From: Vlad Yasevich <vyasevich@gmail.com>
To: David Laight <David.Laight@ACULAB.COM>,
"netdev@vger.kernel.org" <netdev@vger.kernel.org>
Subject: Re: SCTP data chunk bundling when SCTP_NODELAY is set
Date: Thu, 19 Jun 2014 11:36:47 -0400 [thread overview]
Message-ID: <53A3038F.1060107@gmail.com> (raw)
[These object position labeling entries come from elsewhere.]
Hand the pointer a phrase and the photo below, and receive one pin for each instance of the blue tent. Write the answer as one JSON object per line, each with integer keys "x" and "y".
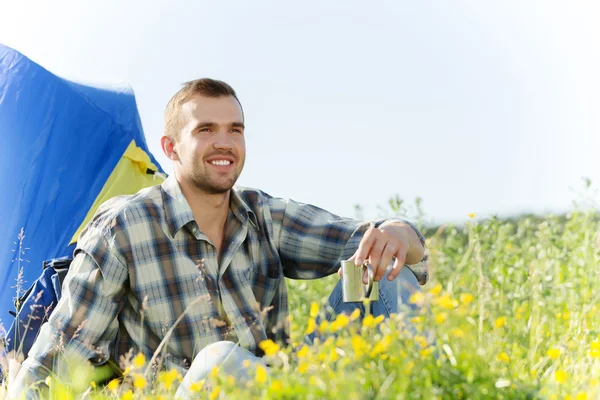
{"x": 66, "y": 148}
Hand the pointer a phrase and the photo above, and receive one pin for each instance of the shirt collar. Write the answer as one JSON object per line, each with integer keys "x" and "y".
{"x": 179, "y": 213}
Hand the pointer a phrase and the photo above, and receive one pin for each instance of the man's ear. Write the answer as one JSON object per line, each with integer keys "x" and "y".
{"x": 168, "y": 147}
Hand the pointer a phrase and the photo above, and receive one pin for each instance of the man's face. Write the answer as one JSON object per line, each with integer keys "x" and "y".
{"x": 211, "y": 148}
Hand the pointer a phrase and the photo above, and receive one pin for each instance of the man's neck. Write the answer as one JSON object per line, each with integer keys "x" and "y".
{"x": 210, "y": 211}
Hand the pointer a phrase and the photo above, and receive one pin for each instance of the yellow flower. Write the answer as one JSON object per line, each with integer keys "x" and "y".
{"x": 441, "y": 318}
{"x": 314, "y": 309}
{"x": 215, "y": 393}
{"x": 269, "y": 347}
{"x": 261, "y": 374}
{"x": 560, "y": 376}
{"x": 553, "y": 353}
{"x": 503, "y": 357}
{"x": 421, "y": 341}
{"x": 302, "y": 367}
{"x": 466, "y": 298}
{"x": 303, "y": 352}
{"x": 139, "y": 361}
{"x": 359, "y": 345}
{"x": 139, "y": 382}
{"x": 113, "y": 385}
{"x": 500, "y": 322}
{"x": 197, "y": 386}
{"x": 276, "y": 386}
{"x": 437, "y": 289}
{"x": 595, "y": 349}
{"x": 311, "y": 326}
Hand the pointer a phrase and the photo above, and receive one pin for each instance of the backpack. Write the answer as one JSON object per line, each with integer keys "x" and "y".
{"x": 34, "y": 307}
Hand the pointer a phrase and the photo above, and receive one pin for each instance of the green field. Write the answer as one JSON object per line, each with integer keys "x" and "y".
{"x": 514, "y": 312}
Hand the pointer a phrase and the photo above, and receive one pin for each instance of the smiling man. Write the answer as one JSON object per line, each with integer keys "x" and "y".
{"x": 208, "y": 259}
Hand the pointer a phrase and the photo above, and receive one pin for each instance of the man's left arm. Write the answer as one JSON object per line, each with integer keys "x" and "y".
{"x": 312, "y": 241}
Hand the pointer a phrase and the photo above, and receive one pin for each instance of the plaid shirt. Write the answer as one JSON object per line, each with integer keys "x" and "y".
{"x": 142, "y": 263}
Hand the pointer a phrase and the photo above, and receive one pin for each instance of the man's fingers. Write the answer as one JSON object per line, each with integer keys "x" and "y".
{"x": 386, "y": 258}
{"x": 398, "y": 264}
{"x": 364, "y": 248}
{"x": 375, "y": 259}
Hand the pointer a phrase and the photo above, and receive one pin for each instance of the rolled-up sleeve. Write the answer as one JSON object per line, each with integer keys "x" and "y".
{"x": 312, "y": 241}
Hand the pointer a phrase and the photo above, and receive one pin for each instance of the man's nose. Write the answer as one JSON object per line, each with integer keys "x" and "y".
{"x": 223, "y": 140}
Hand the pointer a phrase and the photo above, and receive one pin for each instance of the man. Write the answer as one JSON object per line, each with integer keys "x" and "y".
{"x": 197, "y": 255}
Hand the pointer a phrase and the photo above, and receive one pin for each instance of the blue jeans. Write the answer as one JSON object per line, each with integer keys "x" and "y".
{"x": 230, "y": 357}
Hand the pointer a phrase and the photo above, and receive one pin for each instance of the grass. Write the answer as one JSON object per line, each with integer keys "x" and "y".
{"x": 514, "y": 310}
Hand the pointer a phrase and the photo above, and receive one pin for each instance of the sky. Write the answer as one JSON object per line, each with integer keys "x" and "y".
{"x": 490, "y": 108}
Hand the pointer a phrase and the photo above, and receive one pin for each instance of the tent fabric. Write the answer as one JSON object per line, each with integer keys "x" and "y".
{"x": 66, "y": 147}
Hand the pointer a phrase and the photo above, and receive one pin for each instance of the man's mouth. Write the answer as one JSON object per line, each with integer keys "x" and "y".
{"x": 221, "y": 162}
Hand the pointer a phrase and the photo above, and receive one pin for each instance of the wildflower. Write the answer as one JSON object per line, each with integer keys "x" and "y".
{"x": 276, "y": 386}
{"x": 595, "y": 349}
{"x": 314, "y": 309}
{"x": 500, "y": 322}
{"x": 355, "y": 314}
{"x": 303, "y": 352}
{"x": 113, "y": 385}
{"x": 311, "y": 326}
{"x": 359, "y": 345}
{"x": 215, "y": 393}
{"x": 503, "y": 357}
{"x": 560, "y": 376}
{"x": 553, "y": 353}
{"x": 261, "y": 374}
{"x": 421, "y": 341}
{"x": 139, "y": 361}
{"x": 139, "y": 382}
{"x": 197, "y": 386}
{"x": 436, "y": 289}
{"x": 269, "y": 347}
{"x": 441, "y": 318}
{"x": 466, "y": 298}
{"x": 302, "y": 367}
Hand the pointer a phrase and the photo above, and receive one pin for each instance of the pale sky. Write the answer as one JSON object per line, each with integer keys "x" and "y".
{"x": 484, "y": 107}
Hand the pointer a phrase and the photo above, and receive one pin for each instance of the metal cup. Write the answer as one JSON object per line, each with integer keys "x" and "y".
{"x": 353, "y": 288}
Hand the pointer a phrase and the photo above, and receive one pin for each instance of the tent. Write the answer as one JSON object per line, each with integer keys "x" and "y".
{"x": 65, "y": 149}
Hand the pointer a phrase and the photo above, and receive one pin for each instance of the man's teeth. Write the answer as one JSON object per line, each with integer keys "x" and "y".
{"x": 221, "y": 162}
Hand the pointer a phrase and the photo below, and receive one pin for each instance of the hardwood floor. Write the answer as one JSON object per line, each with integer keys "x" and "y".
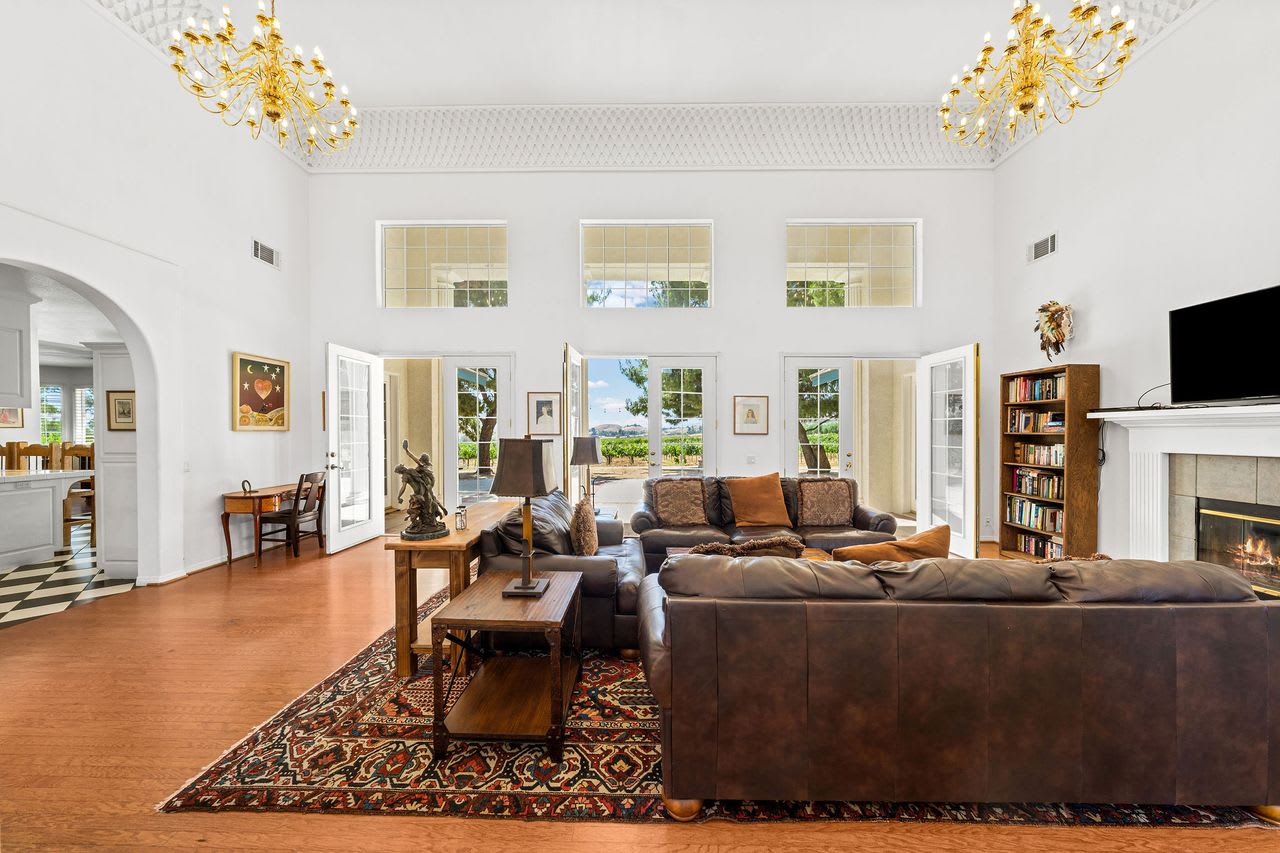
{"x": 106, "y": 710}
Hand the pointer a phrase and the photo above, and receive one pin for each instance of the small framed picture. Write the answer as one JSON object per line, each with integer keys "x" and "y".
{"x": 750, "y": 415}
{"x": 544, "y": 409}
{"x": 260, "y": 393}
{"x": 122, "y": 410}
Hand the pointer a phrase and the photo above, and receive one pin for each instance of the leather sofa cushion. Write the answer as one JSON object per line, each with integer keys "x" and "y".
{"x": 826, "y": 502}
{"x": 1146, "y": 580}
{"x": 935, "y": 542}
{"x": 680, "y": 502}
{"x": 831, "y": 538}
{"x": 553, "y": 516}
{"x": 758, "y": 501}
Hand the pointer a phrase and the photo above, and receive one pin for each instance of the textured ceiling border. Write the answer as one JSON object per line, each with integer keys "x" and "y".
{"x": 643, "y": 136}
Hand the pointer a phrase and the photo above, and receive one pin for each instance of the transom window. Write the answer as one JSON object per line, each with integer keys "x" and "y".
{"x": 853, "y": 264}
{"x": 650, "y": 264}
{"x": 460, "y": 264}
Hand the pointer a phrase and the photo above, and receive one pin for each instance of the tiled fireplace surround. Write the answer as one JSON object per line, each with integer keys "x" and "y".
{"x": 1247, "y": 479}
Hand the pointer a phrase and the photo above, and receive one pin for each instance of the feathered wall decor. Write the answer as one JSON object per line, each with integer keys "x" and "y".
{"x": 1054, "y": 323}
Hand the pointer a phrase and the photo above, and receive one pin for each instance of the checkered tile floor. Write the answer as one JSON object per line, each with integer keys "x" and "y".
{"x": 71, "y": 579}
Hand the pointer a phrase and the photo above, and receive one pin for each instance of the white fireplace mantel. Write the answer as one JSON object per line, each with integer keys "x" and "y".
{"x": 1155, "y": 433}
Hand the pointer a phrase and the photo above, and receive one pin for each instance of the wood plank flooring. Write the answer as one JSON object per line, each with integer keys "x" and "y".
{"x": 106, "y": 710}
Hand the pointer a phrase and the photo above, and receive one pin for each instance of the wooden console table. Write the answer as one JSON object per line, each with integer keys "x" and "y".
{"x": 513, "y": 697}
{"x": 455, "y": 552}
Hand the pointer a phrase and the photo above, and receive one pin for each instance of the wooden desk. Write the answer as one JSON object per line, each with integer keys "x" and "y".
{"x": 256, "y": 502}
{"x": 453, "y": 552}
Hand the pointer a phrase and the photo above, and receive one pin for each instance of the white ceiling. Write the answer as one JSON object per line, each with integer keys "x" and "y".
{"x": 429, "y": 53}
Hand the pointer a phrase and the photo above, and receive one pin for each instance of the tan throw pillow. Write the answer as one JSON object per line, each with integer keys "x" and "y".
{"x": 935, "y": 542}
{"x": 826, "y": 503}
{"x": 680, "y": 502}
{"x": 586, "y": 542}
{"x": 758, "y": 501}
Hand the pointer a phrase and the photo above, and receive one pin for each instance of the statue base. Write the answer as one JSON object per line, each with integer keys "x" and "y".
{"x": 430, "y": 533}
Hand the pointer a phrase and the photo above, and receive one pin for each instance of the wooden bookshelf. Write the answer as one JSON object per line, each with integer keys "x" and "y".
{"x": 1069, "y": 475}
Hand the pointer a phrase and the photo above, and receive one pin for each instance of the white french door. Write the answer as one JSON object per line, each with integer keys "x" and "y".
{"x": 947, "y": 445}
{"x": 353, "y": 415}
{"x": 681, "y": 415}
{"x": 478, "y": 411}
{"x": 817, "y": 416}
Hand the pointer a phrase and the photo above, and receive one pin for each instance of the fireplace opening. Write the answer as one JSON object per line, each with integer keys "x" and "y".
{"x": 1244, "y": 537}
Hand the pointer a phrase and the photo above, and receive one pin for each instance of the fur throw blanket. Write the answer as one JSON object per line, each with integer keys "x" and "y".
{"x": 769, "y": 547}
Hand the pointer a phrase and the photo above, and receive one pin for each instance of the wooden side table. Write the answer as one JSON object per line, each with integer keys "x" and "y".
{"x": 513, "y": 697}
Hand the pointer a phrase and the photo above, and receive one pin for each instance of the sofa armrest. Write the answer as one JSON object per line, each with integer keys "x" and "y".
{"x": 871, "y": 519}
{"x": 608, "y": 532}
{"x": 644, "y": 519}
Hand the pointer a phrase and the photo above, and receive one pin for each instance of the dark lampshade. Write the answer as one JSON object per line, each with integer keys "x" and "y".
{"x": 586, "y": 451}
{"x": 525, "y": 468}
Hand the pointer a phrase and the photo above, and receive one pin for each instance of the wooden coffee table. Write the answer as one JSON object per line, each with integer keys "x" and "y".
{"x": 512, "y": 697}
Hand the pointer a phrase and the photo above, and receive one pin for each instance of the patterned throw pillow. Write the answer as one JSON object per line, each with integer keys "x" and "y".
{"x": 680, "y": 502}
{"x": 826, "y": 503}
{"x": 586, "y": 542}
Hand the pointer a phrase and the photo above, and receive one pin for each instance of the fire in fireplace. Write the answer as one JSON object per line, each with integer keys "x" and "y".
{"x": 1244, "y": 537}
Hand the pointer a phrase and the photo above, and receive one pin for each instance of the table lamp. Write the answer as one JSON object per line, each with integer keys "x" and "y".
{"x": 586, "y": 451}
{"x": 525, "y": 469}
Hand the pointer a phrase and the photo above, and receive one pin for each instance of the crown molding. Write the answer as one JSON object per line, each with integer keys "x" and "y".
{"x": 645, "y": 136}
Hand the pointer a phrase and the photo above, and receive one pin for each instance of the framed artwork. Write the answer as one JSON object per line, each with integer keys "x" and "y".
{"x": 544, "y": 413}
{"x": 750, "y": 415}
{"x": 260, "y": 393}
{"x": 122, "y": 410}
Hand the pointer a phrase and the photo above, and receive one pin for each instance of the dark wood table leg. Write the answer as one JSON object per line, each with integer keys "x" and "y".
{"x": 556, "y": 688}
{"x": 227, "y": 534}
{"x": 439, "y": 731}
{"x": 406, "y": 615}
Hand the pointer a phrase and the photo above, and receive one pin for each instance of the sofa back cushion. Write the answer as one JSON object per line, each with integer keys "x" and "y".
{"x": 758, "y": 501}
{"x": 826, "y": 502}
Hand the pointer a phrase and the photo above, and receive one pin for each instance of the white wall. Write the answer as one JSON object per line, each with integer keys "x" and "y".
{"x": 141, "y": 169}
{"x": 1164, "y": 195}
{"x": 748, "y": 325}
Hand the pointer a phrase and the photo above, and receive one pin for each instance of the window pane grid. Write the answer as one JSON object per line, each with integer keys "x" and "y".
{"x": 647, "y": 265}
{"x": 850, "y": 264}
{"x": 449, "y": 265}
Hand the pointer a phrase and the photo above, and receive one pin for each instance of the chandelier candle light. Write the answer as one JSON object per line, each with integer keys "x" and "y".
{"x": 1041, "y": 72}
{"x": 264, "y": 82}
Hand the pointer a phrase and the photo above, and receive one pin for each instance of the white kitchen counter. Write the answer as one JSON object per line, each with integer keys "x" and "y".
{"x": 31, "y": 514}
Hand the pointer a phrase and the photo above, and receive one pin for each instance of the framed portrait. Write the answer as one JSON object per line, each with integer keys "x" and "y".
{"x": 260, "y": 393}
{"x": 750, "y": 415}
{"x": 544, "y": 413}
{"x": 122, "y": 410}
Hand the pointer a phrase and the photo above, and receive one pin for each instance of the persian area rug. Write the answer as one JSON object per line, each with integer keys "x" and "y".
{"x": 360, "y": 742}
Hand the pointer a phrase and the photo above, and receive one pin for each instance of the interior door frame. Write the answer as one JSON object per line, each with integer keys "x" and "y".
{"x": 336, "y": 537}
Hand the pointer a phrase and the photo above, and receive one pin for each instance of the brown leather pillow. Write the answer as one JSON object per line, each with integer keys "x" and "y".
{"x": 680, "y": 502}
{"x": 935, "y": 542}
{"x": 758, "y": 501}
{"x": 586, "y": 541}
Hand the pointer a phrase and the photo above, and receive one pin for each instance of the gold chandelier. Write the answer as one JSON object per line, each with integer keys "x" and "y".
{"x": 1041, "y": 72}
{"x": 264, "y": 82}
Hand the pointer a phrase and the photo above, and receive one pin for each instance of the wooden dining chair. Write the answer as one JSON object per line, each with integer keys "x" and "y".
{"x": 307, "y": 507}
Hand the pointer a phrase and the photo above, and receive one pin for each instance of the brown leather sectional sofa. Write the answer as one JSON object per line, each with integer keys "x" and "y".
{"x": 963, "y": 680}
{"x": 869, "y": 525}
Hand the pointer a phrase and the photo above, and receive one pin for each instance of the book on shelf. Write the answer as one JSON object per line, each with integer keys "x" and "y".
{"x": 1028, "y": 389}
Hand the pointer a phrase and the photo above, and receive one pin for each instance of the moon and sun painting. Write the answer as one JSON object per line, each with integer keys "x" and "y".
{"x": 260, "y": 393}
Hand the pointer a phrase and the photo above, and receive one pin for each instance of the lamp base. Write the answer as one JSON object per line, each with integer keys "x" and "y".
{"x": 517, "y": 589}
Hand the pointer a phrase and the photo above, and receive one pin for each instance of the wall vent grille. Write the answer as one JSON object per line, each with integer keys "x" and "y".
{"x": 1042, "y": 249}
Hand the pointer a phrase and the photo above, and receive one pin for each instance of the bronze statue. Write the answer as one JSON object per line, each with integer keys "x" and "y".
{"x": 424, "y": 510}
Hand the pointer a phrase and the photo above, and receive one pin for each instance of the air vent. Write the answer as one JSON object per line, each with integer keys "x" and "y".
{"x": 266, "y": 254}
{"x": 1042, "y": 249}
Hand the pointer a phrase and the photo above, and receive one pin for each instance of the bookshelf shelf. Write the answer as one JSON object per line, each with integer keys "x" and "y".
{"x": 1065, "y": 461}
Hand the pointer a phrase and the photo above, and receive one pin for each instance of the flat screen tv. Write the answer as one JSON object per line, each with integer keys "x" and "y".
{"x": 1225, "y": 350}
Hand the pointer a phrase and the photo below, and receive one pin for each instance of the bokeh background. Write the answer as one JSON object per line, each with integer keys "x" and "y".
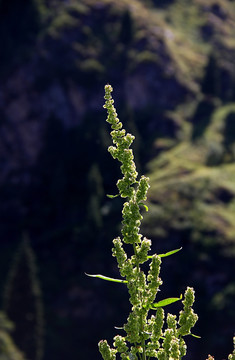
{"x": 171, "y": 63}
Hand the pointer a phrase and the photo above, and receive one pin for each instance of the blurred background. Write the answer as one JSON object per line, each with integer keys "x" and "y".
{"x": 171, "y": 64}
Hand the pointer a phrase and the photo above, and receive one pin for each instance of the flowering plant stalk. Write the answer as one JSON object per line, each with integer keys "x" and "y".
{"x": 148, "y": 332}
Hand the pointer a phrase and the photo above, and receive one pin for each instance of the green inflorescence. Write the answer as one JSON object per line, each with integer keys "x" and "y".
{"x": 149, "y": 333}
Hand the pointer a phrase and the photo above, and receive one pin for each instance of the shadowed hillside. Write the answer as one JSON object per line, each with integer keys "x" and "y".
{"x": 171, "y": 64}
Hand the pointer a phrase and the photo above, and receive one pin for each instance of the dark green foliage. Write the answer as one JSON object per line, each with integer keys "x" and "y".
{"x": 23, "y": 302}
{"x": 210, "y": 84}
{"x": 8, "y": 350}
{"x": 202, "y": 117}
{"x": 126, "y": 35}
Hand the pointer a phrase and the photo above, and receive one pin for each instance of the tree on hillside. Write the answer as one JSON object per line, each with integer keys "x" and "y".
{"x": 23, "y": 304}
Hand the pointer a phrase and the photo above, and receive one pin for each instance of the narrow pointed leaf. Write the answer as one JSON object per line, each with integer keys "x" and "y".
{"x": 145, "y": 206}
{"x": 107, "y": 278}
{"x": 196, "y": 336}
{"x": 165, "y": 302}
{"x": 167, "y": 254}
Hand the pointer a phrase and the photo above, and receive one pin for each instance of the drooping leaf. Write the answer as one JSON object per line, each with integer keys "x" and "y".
{"x": 196, "y": 336}
{"x": 167, "y": 254}
{"x": 165, "y": 302}
{"x": 99, "y": 276}
{"x": 112, "y": 196}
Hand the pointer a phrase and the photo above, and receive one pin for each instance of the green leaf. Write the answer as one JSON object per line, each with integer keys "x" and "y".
{"x": 165, "y": 302}
{"x": 166, "y": 254}
{"x": 107, "y": 278}
{"x": 145, "y": 206}
{"x": 112, "y": 196}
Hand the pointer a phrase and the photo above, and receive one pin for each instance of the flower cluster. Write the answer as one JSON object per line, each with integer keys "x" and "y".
{"x": 148, "y": 333}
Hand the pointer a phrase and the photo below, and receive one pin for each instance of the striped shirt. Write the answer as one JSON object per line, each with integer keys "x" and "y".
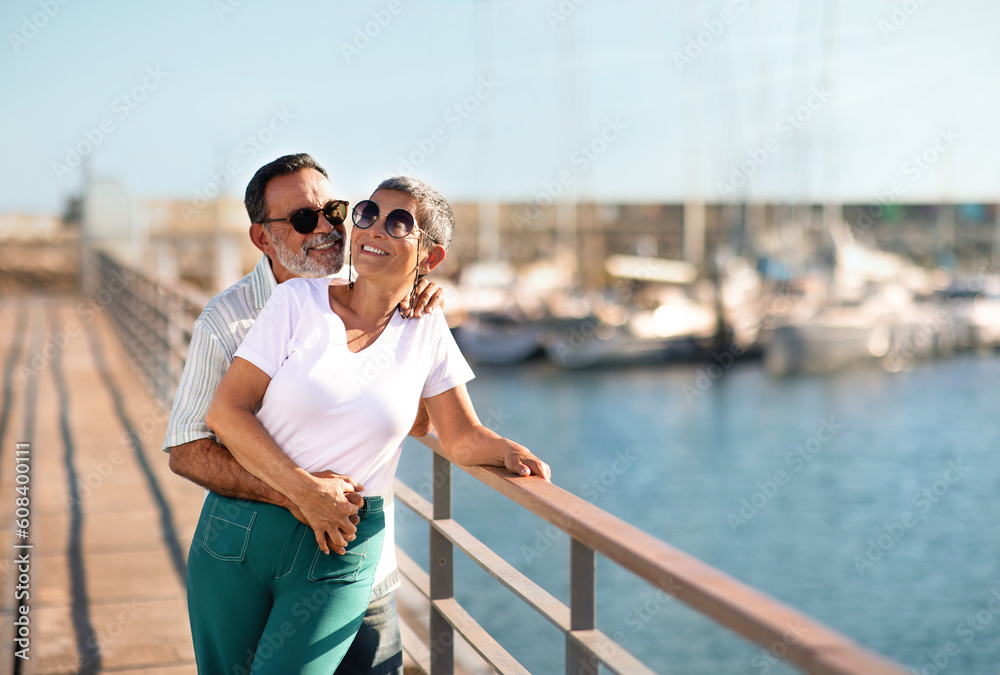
{"x": 216, "y": 335}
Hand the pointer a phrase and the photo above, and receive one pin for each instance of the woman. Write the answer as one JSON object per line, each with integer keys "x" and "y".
{"x": 338, "y": 375}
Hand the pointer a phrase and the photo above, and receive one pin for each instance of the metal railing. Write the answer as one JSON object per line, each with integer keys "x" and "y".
{"x": 154, "y": 323}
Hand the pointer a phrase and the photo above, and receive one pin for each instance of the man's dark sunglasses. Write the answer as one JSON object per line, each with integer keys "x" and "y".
{"x": 398, "y": 222}
{"x": 304, "y": 220}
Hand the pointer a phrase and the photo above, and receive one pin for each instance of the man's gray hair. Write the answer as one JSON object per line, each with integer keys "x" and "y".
{"x": 283, "y": 166}
{"x": 434, "y": 214}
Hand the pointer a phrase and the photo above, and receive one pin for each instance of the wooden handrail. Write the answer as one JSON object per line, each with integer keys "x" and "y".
{"x": 732, "y": 604}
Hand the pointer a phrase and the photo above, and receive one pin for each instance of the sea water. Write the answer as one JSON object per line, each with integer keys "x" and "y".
{"x": 865, "y": 499}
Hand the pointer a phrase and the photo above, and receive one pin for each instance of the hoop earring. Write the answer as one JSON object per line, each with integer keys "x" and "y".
{"x": 350, "y": 267}
{"x": 416, "y": 277}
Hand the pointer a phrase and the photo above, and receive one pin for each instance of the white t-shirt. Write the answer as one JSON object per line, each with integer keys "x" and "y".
{"x": 329, "y": 408}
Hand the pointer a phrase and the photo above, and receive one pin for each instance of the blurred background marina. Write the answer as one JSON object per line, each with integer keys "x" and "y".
{"x": 689, "y": 231}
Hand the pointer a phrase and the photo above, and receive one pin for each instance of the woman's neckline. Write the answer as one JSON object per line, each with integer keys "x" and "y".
{"x": 393, "y": 313}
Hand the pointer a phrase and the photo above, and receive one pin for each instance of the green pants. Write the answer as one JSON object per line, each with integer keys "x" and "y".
{"x": 263, "y": 598}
In-Reply-To: <063D6719AE5E284EB5DD2968C1650D6D1725F13F@AcuExch.aculab.com>
On 06/19/2014 09:45 AM, David Laight wrote:
> From: Vlad Yasevich
>> On 06/18/2014 12:38 PM, David Laight wrote:
>>> From: David Laight
>>>> From: Vlad Yasevich
>>>> ...
>>>>>>> I suppose we could implement SCTP_CORK to do the right thing.
>>>>>>>
>>>>>>> I thought is possibly utilizing something like sendmmsg() and passing
>>>>>>> an extra flag to let it be know that this is a multi-message send
>>>>>>> that should be queued up by sctp..
>>>>>>
>>>>>> It would be as easy to expose the extra flag to the 'application'
>>>>>> allowing it to use sendmsg() or sendmmsg().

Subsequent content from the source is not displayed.